Meskipun Pasal 150 HIR/178 RBg melarang secara tegas pihak-pihak untuk mengajukan pertanyaan langsung kepada saksi, dalam praktiknya, beberapa Hakim di Indonesia memperbolehkan pemeriksaan silang oleh pihak lawan. Praktik ini, meskipun jarang, memperlihatkan fleksibilitas dalam penerapan hukum acara, di mana Hakim memberikan kesempatan bagi pihak lawan untuk mengajukan pertanyaan secara langsung kepada saksi, terutama pada kasus-kasus yang membutuhkan klarifikasi lebih lanjut atau dalam kasus yang sangat teknis, seperti sengketa yang melibatkan transaksi finansial kompleks atau teknologi.

Hal ini menunjukkan bahwa meskipun hukum acara Indonesia pada umumnya bersifat pasif, dalam beberapa situasi, Hakim dapat mengambil peran yang lebih aktif untuk memastikan tercapainya keadilan yang lebih efektif dan efisien.

Peran aktif Hakim dalam proses pembuktian tercermin pula dalam Pasal 154 HIR/181 RBG yang mengatur pada pokoknya bahwa Hakim dapat memanggil ahli untuk didengar di persidangan apabila diperlukan.

Selain itu, apabila menurut Hakim dalam proses pembuktian ditemukan bahwa alat bukti yang diajukan oleh para pihak tidak sempurna dalam arti belum mencapai batas minimal pembuktian, maka Hakim secara ex officio dapat memerintahkan kepada salah satu pihak untuk mengucapkan sumpah penambah/suppletoire eed.

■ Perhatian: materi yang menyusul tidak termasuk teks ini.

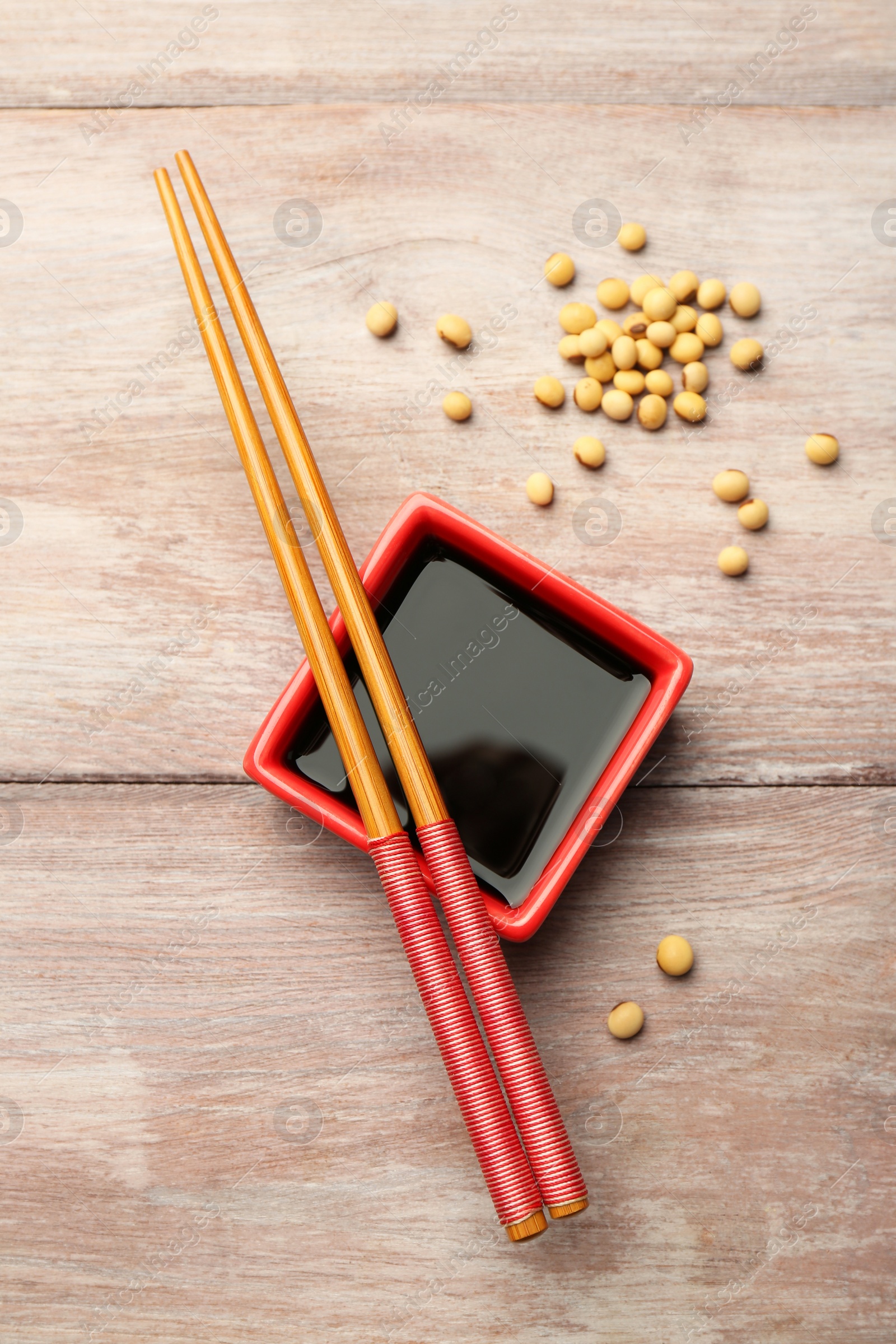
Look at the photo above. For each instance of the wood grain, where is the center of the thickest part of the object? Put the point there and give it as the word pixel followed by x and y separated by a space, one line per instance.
pixel 209 1023
pixel 179 968
pixel 150 526
pixel 272 52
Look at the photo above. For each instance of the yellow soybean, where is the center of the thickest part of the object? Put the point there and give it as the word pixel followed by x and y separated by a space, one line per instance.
pixel 711 293
pixel 540 488
pixel 691 407
pixel 684 286
pixel 570 347
pixel 695 377
pixel 708 330
pixel 660 304
pixel 746 354
pixel 589 451
pixel 587 394
pixel 823 449
pixel 684 318
pixel 659 382
pixel 629 381
pixel 753 515
pixel 731 486
pixel 625 353
pixel 675 956
pixel 649 355
pixel 745 299
pixel 602 367
pixel 454 330
pixel 734 561
pixel 625 1020
pixel 652 410
pixel 642 286
pixel 687 348
pixel 593 342
pixel 577 318
pixel 632 237
pixel 382 319
pixel 550 391
pixel 613 293
pixel 457 407
pixel 559 269
pixel 617 405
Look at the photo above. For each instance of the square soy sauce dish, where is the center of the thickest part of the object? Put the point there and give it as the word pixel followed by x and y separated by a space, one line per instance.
pixel 535 701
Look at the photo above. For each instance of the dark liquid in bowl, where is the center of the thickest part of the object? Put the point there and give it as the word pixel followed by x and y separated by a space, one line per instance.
pixel 519 713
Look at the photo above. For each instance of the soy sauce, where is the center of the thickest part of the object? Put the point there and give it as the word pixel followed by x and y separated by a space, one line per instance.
pixel 519 713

Hal ini sebagaimana diatur dalam Pasal 155 HIR/182 RBG. Dengan demikian, peran Hakim dalam proses pembuktian sangatlah sentral untuk membantu para pihak dalam menemukan kebenaran formil dan materiil. Namun, keaktifan Hakim tersebut jangan sampai mengganggu independensi dan netralitas Hakim dalam mengadili suatu perkara. Hal ini dimaksudkan agar Hakim dalam menjatuhkan Putusan tidak melanggar asas ultra petita partium (melebihi tuntutan) sebagaimana ditentukan dalam Pasal 178 ayat (3) HIR. (ldr)

Referensi

Abdul Manan, Penerapan Hukum Acara Perdata di Lingkungan Peradilan Agama, Cet. IV. Jakarta: Kencana Prenada Media Group, 2006.

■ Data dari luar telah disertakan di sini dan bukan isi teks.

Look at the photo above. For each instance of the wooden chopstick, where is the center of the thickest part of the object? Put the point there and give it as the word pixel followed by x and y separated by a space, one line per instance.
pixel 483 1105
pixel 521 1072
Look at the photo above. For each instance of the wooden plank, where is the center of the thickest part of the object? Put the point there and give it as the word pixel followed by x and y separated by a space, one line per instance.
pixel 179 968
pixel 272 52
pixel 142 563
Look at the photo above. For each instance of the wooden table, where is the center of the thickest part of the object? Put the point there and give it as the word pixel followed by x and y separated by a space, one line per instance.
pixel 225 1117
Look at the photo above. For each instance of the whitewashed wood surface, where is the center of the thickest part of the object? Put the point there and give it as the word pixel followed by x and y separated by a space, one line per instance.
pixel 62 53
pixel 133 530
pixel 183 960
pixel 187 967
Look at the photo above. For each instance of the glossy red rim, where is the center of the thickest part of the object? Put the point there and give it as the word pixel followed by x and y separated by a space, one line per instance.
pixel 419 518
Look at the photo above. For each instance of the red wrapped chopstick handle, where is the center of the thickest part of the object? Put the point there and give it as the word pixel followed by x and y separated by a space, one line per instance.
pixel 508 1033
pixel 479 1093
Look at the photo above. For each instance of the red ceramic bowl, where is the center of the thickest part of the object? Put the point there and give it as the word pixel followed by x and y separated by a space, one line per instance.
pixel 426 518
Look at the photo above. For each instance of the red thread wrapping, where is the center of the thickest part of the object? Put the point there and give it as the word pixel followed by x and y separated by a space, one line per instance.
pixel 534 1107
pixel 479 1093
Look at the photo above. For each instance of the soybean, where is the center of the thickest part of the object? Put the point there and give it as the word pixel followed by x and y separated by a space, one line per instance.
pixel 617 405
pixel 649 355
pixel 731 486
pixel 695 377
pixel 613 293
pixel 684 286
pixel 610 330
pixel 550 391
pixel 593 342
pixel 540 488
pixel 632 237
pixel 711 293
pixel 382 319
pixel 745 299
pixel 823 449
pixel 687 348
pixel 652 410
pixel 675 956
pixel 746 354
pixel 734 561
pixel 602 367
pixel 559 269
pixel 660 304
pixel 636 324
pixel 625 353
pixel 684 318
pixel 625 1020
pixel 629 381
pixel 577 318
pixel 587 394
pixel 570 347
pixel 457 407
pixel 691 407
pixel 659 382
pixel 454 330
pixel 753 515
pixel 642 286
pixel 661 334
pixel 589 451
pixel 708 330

Junianto James Losari, “Geography Has Little Impact: A Comparative Study on the Role of Judges in Singapore and Indonesia in the Taking of Evidence in Civil Proceedings,” Asia Pacific Law Review 32, No. 1 (2024).

Baca Juga: Keadilan di Era Digital Nurani di Tengah Kemajuan Teknologi

Sunarto, Peran Aktif Hakim Dalam Perkara Perdata, Jakarta: Prenadamedia Group, 2015.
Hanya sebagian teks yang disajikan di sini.